Дольше нескольких часов он, к сожалению, не выдерживает. Ко второй половине дня, еще прежде, чем снова лечь, он обычно уже почти совсем обессиливает, его изматывает неотступный жар, утомляют, хотя и радуют, каждодневные визиты Макса, бесконечные разговоры об Эмми, которая Макса бросила, о судьбе его, Макса, брака. Он пишет директору санатория в Давосе и дяде, который собрался его туда сопровождать, что, к сожалению, в данный момент выехать не сможет, ибо в связи с непрекращающейся температурой вынужден постоянно находиться в постели. Доре он пишет: с постели я конечно же поднимаюсь, хотя всего на несколько часов, как это было и в Берлине. Стороннему взгляду может показаться, что и вся его здешняя жизнь точно такая же, как в Берлине, хотя если получше вглядеться, то здесь, без тебя, это полная ей противоположность. Берлин — это был рай, пишет он. И как, ради всего святого, я мог позволить себя оттуда изгнать? Дора тоже ему написала, сразу же, еще на скамейке вокзала, торопливую открытку, вслед за которой до вечера в Прагу полетят еще две, уже гораздо более спокойные, внешне собранные, но только внешне, потому что за словами, между строк, прячется волнение, словно она пишет и одновременно молится.

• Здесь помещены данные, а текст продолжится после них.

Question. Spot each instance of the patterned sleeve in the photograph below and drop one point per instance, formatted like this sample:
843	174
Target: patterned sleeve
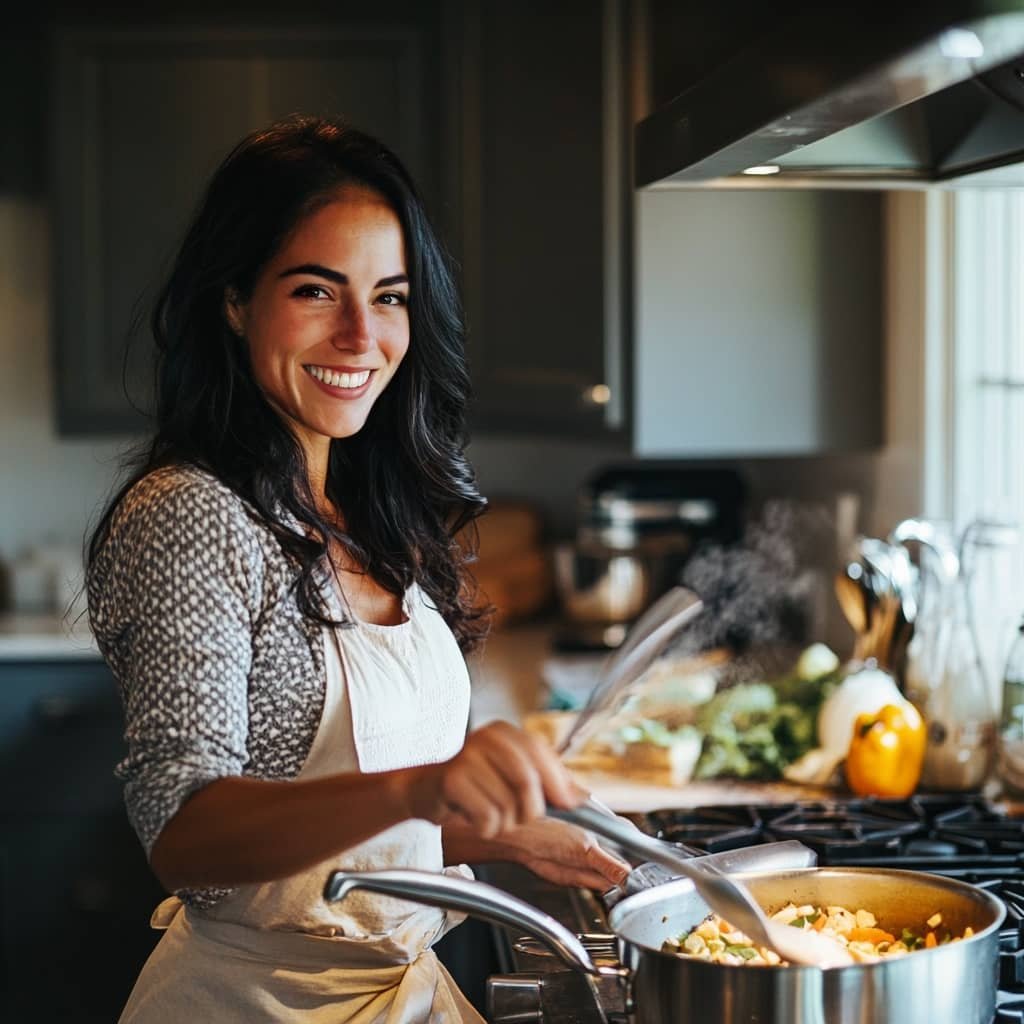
172	599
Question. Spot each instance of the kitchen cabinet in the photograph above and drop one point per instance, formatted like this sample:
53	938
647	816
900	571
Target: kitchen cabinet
76	892
759	323
545	135
141	118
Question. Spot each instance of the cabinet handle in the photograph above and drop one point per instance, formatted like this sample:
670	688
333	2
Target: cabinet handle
64	709
598	394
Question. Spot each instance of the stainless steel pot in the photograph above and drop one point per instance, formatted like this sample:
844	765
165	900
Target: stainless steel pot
954	982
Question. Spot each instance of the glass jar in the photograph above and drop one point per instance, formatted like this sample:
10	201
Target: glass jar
1011	763
946	682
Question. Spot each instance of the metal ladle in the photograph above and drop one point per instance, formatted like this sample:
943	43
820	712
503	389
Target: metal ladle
724	895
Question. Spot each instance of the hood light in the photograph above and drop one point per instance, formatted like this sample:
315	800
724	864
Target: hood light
961	43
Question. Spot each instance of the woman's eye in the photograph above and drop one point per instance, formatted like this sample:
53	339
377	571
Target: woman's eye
311	292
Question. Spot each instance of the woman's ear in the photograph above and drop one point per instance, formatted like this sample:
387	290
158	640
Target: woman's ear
235	311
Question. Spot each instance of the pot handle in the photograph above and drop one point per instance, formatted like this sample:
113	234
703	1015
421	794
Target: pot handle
476	898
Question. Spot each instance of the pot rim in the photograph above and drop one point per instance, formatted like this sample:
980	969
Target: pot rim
640	902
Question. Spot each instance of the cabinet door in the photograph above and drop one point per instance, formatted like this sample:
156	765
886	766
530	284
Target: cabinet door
546	243
76	892
142	118
759	323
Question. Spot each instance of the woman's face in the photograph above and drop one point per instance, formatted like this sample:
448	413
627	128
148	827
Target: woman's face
328	321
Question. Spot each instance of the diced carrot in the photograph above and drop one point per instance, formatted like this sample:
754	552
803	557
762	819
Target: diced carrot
869	935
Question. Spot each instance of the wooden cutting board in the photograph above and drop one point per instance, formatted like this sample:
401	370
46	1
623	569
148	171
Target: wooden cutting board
639	796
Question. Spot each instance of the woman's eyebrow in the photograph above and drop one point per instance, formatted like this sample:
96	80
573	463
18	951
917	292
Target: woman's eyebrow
320	270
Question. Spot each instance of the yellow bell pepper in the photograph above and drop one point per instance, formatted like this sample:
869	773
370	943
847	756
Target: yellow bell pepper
887	752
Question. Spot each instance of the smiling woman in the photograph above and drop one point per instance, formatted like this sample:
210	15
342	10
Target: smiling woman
281	596
328	322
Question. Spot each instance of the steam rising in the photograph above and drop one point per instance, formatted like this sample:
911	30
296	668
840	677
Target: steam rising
758	593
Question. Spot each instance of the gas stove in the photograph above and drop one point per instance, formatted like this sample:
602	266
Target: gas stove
956	836
966	838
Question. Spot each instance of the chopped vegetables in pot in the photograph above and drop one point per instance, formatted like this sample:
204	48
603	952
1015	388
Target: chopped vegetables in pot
716	940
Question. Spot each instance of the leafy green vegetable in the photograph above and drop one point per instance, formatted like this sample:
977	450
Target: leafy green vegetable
754	730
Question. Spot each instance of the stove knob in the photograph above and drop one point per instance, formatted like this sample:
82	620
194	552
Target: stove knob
514	998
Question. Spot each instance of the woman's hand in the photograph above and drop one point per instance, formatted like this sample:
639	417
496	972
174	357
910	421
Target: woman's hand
501	779
564	854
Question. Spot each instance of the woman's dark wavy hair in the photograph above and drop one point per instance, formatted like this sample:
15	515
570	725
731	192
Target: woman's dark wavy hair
402	482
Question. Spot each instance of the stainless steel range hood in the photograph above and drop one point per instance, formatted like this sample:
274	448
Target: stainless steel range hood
853	97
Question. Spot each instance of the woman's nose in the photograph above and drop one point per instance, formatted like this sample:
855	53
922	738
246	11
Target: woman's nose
352	332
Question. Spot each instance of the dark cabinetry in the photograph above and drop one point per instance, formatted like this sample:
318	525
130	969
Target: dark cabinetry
547	201
75	890
142	116
510	117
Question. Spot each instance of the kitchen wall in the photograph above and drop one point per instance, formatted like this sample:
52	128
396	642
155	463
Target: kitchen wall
52	486
49	486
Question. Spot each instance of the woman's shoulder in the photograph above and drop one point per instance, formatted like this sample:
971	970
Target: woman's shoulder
181	501
181	493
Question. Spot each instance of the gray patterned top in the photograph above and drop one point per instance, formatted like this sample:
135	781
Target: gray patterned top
193	605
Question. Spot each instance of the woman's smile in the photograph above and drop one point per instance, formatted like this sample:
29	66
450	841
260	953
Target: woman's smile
327	323
342	383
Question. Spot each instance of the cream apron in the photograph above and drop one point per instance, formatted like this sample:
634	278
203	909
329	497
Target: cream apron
396	696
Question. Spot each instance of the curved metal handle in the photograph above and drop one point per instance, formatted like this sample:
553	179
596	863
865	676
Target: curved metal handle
476	898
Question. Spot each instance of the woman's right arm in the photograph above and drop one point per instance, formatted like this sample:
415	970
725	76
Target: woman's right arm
239	830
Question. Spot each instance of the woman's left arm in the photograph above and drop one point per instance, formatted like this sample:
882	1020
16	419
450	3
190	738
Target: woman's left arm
557	851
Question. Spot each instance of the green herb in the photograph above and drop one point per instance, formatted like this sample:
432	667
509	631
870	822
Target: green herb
804	922
754	730
748	952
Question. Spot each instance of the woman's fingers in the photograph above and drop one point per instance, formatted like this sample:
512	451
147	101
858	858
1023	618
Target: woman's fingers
566	854
503	777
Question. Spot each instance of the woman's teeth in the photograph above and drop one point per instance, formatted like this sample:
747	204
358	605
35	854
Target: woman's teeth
339	380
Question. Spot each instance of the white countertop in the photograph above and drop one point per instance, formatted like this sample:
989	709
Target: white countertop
44	637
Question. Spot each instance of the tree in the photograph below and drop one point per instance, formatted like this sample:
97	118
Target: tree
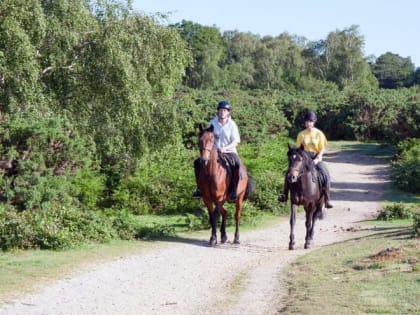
340	59
207	47
22	28
393	71
239	64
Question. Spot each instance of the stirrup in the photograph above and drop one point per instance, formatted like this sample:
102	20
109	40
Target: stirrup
233	196
197	194
282	198
328	205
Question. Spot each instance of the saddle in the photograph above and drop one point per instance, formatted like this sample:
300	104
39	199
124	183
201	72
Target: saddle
229	164
322	179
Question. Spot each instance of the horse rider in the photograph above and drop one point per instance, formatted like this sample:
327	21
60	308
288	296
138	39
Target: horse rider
313	141
227	138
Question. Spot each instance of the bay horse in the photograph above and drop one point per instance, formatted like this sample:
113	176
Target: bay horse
214	180
305	185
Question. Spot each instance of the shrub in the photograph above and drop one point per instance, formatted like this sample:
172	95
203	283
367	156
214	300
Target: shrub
416	225
40	160
405	168
395	211
57	228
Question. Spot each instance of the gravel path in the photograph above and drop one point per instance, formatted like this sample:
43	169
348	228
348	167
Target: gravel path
188	277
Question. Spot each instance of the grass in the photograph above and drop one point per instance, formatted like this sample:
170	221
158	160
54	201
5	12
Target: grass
377	272
372	149
23	270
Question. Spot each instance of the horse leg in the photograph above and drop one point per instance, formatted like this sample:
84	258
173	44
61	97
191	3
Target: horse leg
293	209
309	227
238	219
223	236
213	217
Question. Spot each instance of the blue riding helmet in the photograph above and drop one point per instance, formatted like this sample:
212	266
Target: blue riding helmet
225	105
310	116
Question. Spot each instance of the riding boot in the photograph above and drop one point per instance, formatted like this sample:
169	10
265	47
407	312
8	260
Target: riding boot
283	197
197	166
328	204
234	185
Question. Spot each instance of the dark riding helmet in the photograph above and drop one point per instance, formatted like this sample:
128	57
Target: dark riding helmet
225	105
310	116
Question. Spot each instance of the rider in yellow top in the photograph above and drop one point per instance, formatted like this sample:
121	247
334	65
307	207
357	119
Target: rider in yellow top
313	141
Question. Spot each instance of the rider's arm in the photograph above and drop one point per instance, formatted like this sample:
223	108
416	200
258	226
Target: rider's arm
231	145
319	156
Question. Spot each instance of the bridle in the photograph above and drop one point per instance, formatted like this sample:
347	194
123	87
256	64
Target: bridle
299	171
206	149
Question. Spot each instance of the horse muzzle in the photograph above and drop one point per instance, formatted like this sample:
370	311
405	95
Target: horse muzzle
292	177
204	161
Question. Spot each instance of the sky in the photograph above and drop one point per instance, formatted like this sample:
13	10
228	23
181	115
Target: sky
386	25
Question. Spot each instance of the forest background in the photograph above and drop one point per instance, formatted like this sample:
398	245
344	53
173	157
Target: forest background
99	108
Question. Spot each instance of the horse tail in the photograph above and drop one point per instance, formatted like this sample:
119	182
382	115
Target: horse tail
251	188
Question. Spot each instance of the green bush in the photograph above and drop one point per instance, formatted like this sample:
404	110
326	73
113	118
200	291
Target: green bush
267	164
416	225
44	162
395	211
405	168
162	183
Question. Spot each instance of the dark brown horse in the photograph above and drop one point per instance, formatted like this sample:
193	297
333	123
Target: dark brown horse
305	190
214	180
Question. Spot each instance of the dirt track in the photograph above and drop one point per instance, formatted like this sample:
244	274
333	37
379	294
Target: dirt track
188	277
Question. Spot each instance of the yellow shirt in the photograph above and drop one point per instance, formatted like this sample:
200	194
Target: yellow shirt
313	140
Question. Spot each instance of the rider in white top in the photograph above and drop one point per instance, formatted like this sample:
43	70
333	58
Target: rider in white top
227	139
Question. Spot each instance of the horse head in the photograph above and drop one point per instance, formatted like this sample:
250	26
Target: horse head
206	143
299	163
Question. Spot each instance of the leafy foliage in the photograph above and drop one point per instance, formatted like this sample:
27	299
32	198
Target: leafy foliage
406	172
39	158
395	211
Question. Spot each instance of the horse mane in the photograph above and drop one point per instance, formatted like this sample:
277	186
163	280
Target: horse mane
203	130
307	158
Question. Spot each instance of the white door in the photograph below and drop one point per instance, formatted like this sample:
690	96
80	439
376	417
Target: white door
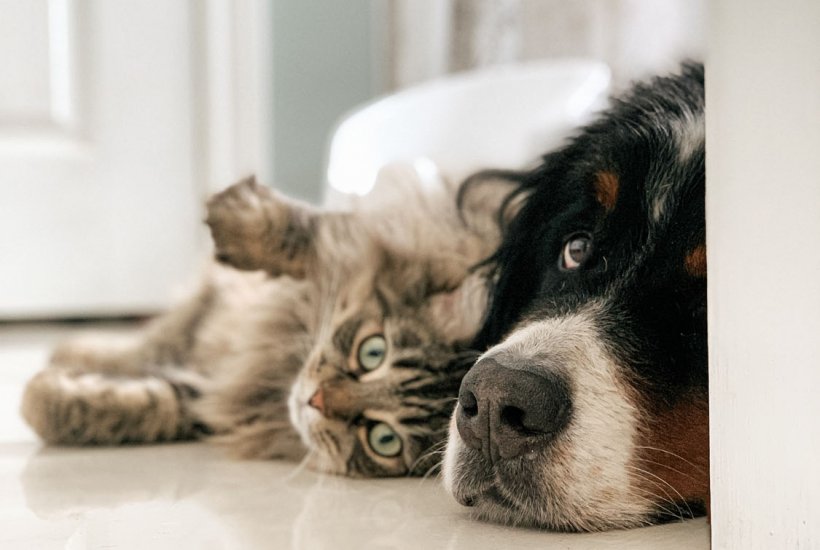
105	112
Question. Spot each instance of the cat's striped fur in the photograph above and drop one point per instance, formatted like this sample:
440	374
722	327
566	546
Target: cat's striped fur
265	357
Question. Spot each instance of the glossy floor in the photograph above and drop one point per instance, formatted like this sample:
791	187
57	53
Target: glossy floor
191	496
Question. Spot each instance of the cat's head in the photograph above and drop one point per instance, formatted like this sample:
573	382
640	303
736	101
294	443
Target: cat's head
395	302
398	306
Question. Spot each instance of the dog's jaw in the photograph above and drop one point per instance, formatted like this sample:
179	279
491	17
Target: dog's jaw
586	479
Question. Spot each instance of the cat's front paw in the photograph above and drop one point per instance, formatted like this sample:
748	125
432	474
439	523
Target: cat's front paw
240	224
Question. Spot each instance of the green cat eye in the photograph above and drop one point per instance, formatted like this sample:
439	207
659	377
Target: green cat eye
372	351
384	440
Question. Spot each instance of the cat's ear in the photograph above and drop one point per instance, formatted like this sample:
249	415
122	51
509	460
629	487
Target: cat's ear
456	315
255	228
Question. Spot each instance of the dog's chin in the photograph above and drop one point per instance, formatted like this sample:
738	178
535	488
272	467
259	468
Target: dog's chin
539	490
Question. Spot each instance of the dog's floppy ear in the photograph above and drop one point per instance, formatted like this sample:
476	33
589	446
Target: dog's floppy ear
456	315
255	228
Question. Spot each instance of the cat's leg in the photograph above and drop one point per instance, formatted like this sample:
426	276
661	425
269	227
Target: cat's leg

На следующий день он записывает последние фразы своего рассказа, записывает легко, словно они давно уже ему известны, как нечто, когда-то услышанное, а потом неспешно положенное на бумагу, как мелодия, которую кто-то насвистывает в переулке, давая всем остальным прохожим безоговорочное право насвистывать ее вслед за ним по дороге домой. Среди его историй это одна из самых длинных. Он хорошо понимает: это нечто вроде его последнего слова о себе самом и своей работе, о его в общем и целом неудавшейся попытке стать писателем, о тщете искусства, неразрывно связанной с тщетою самой жизни. А к вечеру у него вдруг пропадает голос. То есть вообще-то он просто охрип, хотя, может, и не только, он срывается на писк, почти как Жозефина, и ему представляется, что некоторым образом это даже знаменательно. За ужином это не остается незамеченным, мать спрашивает, что с ним, но с ним ничего, и действительно наутро голос, похоже, возвращается как ни в чем не бывало.
2
С тех пор как он уехал, Дора большую часто времени проводит в Народном доме, ухаживает за новыми детишками, переставляет вместе с Паулем в столовой столы и стулья, а домой, на Хайдештрассе, возвращается как можно позже. Пауль находит, что она изменилась. Повзрослела, спокойнее стала, так ему кажется, а ведь после Мюрица всего полгода прошло. В один из первых вечеров, в кафе, она долго ему рассказывала про Давос, про свои тревоги, про то, как ей его недостает. Пауль ведь не знал, что она в Давос собралась. Она, кстати, до сих пор так и не удосужилась взглянуть, где этот Давос вообще находится, и признается, что ей страшно, уж очень скверно выглядел Франц при отъезде. Но кое о чем она Паулю не рассказывает. Как в первый вечер, в надежде, что Франц что-нибудь позабыл, она обшаривала обе комнаты, снова и снова. И разве может она признаться, что целует его письма? В первое же утро после того жуткого расставания она сразу побежала к почтовому ящику, может, он еще в поезде что-нибудь ей написал, но в ящике ничего не было. И вообще, когда она проснулась, все было ужасно, когда к завтраку на стол накрывала, на себя и на него, две чашки, два прибора, и вдруг поняла, что голоса его не помнит, но потом вспомнила, и даже смех, если напрячься немного. Летом, тоже после его отъезда, она до последних мелочей все про него помнила, но в этот раз она вообще сама не своя, кошелек недавно дома забыла, а когда телефон внизу в прихожей звонит, она пугается и то и дело, иной раз в самое немыслимое время, бегает к почтовому ящику.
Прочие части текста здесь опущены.